When the railroad was sold in 1990, the new owners were interested in getting it back into service.
At the time, Grimm said, there was only one engine functioning, so they understood the need to get Engine 7 working again, which happened in 1993.
It did OK then, Grimm said, but it is not the best engine in the world for its location.
“It was designed to be more of a short-line train where it ran on flatter grades with fewer curves,” Grimm said.
They soon discovered that the fuel consumption in Engine 7 was “atrocious,” Grimm said.
Their other train at the time would use 110 gallons of fuel and about 1,100 gallons of water to go from Keystone and back while pulling four cars, Grimm said, while Engine 7 would burn 250 gallons of fuel and nearly 3,000 gallons of water to do the same trek.
As fuel prices increased every year, running Engine 7 became more of a concern, Grimm said.
It got to the point where four cars would barely make it, so they got more engines to pull the cars. Engine 7 was originally built to burn coal, but that was short-lived.
“They got tired of shoveling coal,” Grimm said.
It was converted to oil in 1923, and they bought a special tank for it that would fit in the tender. That apparatus was still on the train when it came to the Black Hills Central Railroad around 1960, Grimm said.
Engine 7 has been involved in different movies, Grimm said, including two episodes of “Gunsmoke.”
Engine 7, though, is no longer used today.

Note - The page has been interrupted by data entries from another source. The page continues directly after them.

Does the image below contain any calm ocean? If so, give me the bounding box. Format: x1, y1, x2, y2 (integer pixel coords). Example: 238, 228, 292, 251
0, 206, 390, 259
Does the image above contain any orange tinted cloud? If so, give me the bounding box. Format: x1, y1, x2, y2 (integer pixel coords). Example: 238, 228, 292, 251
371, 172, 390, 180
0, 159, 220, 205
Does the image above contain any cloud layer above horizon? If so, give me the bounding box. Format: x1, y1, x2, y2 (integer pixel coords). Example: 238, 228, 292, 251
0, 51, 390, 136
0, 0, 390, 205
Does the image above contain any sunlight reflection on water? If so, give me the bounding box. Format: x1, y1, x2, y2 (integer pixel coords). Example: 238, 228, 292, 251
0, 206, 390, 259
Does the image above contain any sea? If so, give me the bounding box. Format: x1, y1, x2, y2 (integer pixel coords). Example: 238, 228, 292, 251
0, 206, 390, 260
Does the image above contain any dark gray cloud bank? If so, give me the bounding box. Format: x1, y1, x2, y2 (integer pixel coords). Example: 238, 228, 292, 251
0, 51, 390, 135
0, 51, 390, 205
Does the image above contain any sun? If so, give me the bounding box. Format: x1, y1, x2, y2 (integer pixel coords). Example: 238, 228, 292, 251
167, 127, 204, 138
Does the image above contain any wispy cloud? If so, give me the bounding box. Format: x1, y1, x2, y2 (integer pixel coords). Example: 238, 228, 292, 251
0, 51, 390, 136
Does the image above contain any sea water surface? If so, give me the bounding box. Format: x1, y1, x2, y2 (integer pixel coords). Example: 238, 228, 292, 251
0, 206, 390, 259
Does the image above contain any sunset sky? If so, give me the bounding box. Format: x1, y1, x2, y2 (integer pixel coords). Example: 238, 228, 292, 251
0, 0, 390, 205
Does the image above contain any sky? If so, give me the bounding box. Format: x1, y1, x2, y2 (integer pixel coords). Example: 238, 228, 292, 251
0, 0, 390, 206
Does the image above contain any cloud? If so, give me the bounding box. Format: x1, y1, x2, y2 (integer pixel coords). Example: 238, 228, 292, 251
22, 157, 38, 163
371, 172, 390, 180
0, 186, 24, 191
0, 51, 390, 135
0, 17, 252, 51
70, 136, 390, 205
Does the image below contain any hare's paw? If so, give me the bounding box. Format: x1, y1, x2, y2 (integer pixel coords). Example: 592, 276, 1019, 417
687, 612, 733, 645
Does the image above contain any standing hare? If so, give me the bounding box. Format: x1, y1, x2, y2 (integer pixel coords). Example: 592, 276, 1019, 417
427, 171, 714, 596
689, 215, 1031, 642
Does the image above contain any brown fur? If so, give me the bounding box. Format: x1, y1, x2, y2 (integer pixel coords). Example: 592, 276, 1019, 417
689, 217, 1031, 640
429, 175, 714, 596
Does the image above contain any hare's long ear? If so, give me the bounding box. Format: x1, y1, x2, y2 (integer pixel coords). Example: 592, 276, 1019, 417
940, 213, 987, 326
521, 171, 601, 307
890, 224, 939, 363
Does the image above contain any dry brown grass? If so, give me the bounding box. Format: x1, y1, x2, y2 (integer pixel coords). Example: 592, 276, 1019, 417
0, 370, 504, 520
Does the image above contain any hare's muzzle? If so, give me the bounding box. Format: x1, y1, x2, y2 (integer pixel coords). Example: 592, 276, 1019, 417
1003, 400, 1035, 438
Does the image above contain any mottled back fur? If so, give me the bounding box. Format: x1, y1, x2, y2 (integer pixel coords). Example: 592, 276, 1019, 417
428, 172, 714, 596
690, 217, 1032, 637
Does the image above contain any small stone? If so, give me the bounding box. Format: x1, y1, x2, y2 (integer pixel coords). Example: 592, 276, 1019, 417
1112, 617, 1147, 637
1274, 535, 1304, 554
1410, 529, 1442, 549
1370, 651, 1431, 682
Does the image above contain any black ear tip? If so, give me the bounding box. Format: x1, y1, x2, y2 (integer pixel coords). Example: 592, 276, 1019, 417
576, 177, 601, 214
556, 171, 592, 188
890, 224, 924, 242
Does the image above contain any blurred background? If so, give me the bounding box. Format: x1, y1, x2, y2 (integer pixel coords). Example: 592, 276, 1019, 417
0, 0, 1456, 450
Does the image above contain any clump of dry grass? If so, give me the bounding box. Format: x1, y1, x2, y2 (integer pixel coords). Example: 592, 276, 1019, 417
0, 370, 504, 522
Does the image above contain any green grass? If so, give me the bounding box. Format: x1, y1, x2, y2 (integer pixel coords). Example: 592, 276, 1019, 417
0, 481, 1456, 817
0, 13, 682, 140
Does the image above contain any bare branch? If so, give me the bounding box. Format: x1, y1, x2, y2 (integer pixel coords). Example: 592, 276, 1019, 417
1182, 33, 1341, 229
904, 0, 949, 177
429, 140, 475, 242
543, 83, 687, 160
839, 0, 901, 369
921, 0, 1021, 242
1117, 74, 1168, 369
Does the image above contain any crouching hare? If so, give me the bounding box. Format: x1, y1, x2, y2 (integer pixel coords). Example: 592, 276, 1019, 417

The Federal Railroad Administration requires steam locomotives to undergo a boiler inspection every 1,472 days of service or 15 years, whichever comes first. That ran out in 2012, Grimm said.
“It is a big deal,” he said. “It would take two or three of us most of a year to complete that inspection. When that came due, we talked about whether we wanted to do it or not. The days that we used it were dwindling down and down…and it would be a big expense to do this inspection. So we chose not to keep it in service.”
One day, Grimm said, he would love to get it running again, and they are interested in preserving the equipment and keeping history alive.
However, he said, they need to be mindful of the finances.
“You can spend an awful lot of money around here,” he said. “And that could jeopardize the whole thing if you spend it in the wrong spot. I would love to get it back in service, but right now it doesn’t make a lot of sense. It is not really designed to run on the railroad like we have here. Having it sit up by the highway is doing us more good than having it run.”
Making art out of history
Trains are a living link to the history of this nation.
Rick Mills, curator of the South Dakota State Railroad Museum, came up with a way to link the history of railroads to today.
The museum came up with an art project where students from high schools from around the state would create artwork of trains on old ledger paper.
The artwork, from over 20 students from around the state, is now on display at the museum through October. The exhibit was first unveiled on Friday, May 10.
“This is our first year doing it,” Mills said. “People love it.”
The contest was open to students in grades four through 12.
The students in grades fourth through eighth just had to depict something related to trains in their art while the students in grades nine through 12 had to depict South Dakota history.
The pieces of art can be purchased. Mills said the cost for them range between $25 and $100, depending on how the picture placed in the contest.